Episode 4 (that's from 2006, people, over 8 years ago!) of the Hanselminutes Podcast was on (CI) Continuous Integration. I was deep into CI at a large bank and having a blast. It's just such a joy to have a reliable and repeatable build. Even more so if setting up that build is easy. A good CI build that includes build, test, and deploy means you don't have to fear your code.
Back in the day we used Batch Files, dreams, and wishes to setup our CI systems. Later we moved to CruiseControl.NET. Today we've got lots of amazing options, some we can download and setup inside the company, and some hosted that require virtually no effort at all!
Like many of you, I've got a number of utilities and open source projects up on GitHub. Mine are at http://github.com/shanselman, of course.
However, some are older, some aren't often built, and honestly I couldn't tell you if they build anymore. Sometimes I'll even accept a Pull Request (PR) without really confirming that there isn't a missing semicolon or a syntax error. Ya, I said it. I haven't been nailed yet, but we all do it, and we know it's bad. A reliable CI system that kicks off a build on a commit is the only way to be sure.
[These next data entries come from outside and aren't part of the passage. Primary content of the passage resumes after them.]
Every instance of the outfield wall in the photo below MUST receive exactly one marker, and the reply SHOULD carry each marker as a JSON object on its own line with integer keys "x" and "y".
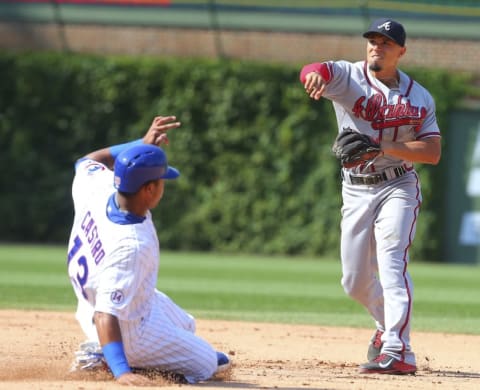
{"x": 441, "y": 34}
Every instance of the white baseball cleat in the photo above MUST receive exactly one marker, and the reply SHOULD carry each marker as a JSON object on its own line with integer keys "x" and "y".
{"x": 88, "y": 357}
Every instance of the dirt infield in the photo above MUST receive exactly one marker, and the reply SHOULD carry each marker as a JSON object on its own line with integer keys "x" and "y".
{"x": 37, "y": 350}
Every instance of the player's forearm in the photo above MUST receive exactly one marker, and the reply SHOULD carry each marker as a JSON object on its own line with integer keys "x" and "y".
{"x": 107, "y": 156}
{"x": 426, "y": 151}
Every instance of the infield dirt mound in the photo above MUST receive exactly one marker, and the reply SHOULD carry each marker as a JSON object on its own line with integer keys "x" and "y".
{"x": 37, "y": 350}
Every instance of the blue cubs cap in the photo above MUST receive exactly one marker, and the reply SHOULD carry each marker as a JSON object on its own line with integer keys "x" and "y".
{"x": 388, "y": 28}
{"x": 139, "y": 164}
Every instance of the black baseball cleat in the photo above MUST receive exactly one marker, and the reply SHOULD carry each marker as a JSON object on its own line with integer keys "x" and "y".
{"x": 386, "y": 364}
{"x": 375, "y": 346}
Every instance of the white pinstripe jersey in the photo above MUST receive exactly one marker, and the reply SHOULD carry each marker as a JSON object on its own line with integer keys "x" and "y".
{"x": 111, "y": 265}
{"x": 362, "y": 102}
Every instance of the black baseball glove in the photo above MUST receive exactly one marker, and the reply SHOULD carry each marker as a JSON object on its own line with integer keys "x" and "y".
{"x": 353, "y": 148}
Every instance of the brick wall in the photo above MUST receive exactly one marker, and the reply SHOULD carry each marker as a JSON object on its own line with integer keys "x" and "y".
{"x": 294, "y": 48}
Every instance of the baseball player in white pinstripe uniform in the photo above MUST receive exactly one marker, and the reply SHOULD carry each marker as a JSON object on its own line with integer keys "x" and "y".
{"x": 113, "y": 261}
{"x": 381, "y": 197}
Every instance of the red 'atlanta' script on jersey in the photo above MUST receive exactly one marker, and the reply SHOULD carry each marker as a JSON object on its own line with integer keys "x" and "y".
{"x": 383, "y": 115}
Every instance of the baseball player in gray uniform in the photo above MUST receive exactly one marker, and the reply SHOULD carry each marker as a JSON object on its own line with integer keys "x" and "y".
{"x": 381, "y": 197}
{"x": 113, "y": 261}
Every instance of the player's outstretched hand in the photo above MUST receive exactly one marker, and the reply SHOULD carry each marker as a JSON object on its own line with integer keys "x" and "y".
{"x": 131, "y": 379}
{"x": 314, "y": 85}
{"x": 157, "y": 133}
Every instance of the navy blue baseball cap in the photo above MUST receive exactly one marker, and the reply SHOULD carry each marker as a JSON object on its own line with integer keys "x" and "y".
{"x": 388, "y": 28}
{"x": 139, "y": 164}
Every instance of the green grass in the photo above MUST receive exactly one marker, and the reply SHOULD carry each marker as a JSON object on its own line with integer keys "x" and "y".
{"x": 252, "y": 288}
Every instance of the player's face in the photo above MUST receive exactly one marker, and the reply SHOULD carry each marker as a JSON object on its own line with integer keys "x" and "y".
{"x": 383, "y": 53}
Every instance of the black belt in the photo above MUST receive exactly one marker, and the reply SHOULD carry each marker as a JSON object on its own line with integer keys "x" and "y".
{"x": 374, "y": 178}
I decided to revisit AppVeyor as an option for my CI system. I looked at it 18 months ago and it was time to check it out again.
Just to be clear, they don't know I'm writing this, I don't know AppVeyor, and I don't do paid reviews. This is all my opinion.
AppVeyor says they "automate building, testing and deployment of .NET applications helping your team to focus on delivering great apps."
Cool. I like automate, I like building, testing and deploying. I'm lazy, as are all good developers, so automated all the things!
Their pricing is impressive. It's free for unlimited public repositories, which means I can setup a CI build for all my little utilities and open source projects on GitHub. However, their Pro and Premium options are extremely competitive when compared against running my own VM and CI system in Azure for a month.
I don't want to gush, but it's simple and gorgeous. I signed up with my GitHub creds (and also added BitBucket as I have some stuff there as well) and made a new project. They automatically sucked in my repositories, as well as the ones I have access to from other organizations. I selected a small one, my WiFi Manager for Windows 8, and clicked New Build.
It cloned my project and started building within a minute. I got an immediate failure, which surprised me.
I stared at the error for a moment. Ah, my folder has more than one project or solution. Odd, there's just one project. Ah! But there's a foo.csproj AND a foo.sln.
Intuitively I go to Settings | Build, and enter the name of my csproj file. By the time I come back to the dashboard it's building again.
The build dashboard is at the same time impressive and comforting. It looks like a command prompt in HTML and it updates on its own, so you never feel like you're waiting or wondering what's happening.
Amazing, look at that. It worked. I can add tests, and identify artifacts (results of the build) and act on them.
Here's my xUnit tests running automatically and their results showing up in the dashboard. Magic.
Here's AppVeyor uploading a build artifact.
Here I've added an artifact and can download it and run it right from the browser. If your artifacts are NuGet packages, they'll even give you a private NuGet feed for those artifacts that you can use in other projects or automate yourself!
Finally you can automate deployment to whatever environment you like. Push to Blob Storage (like I do for myEcho), push to a NuGet server, or Web Deploy.
Impressively, AppVeyor restores NuGet packages as well. It even built a two year old ASP.NET MVC repository of mine on the first try.
So my open source project builds, now what? Now I add a status badge to my project's ReadMe.md to let everyone who visits my GitHub repository that this is a healthy project that is building successfully!
It literally took me longer to write this blog post than it did for me to setup Continuous Integration for FOUR open source projects in AppVeyor. Literally about 15 minutes from start to finish.
AppVeyor is really impressive, fun to use, and "just works." It's a great example of Software as a Service and the kinds of software I talked about in my recent post We are abstracting on the shoulders of giants.
With cloud apps like AppVeyor for build/test/deploy, services like like RayGun.io for error management, Trello for products backlogs, FreshDesk for support tickets, there's just so many great choices for a software companies large and small. It's a great time to be writing software.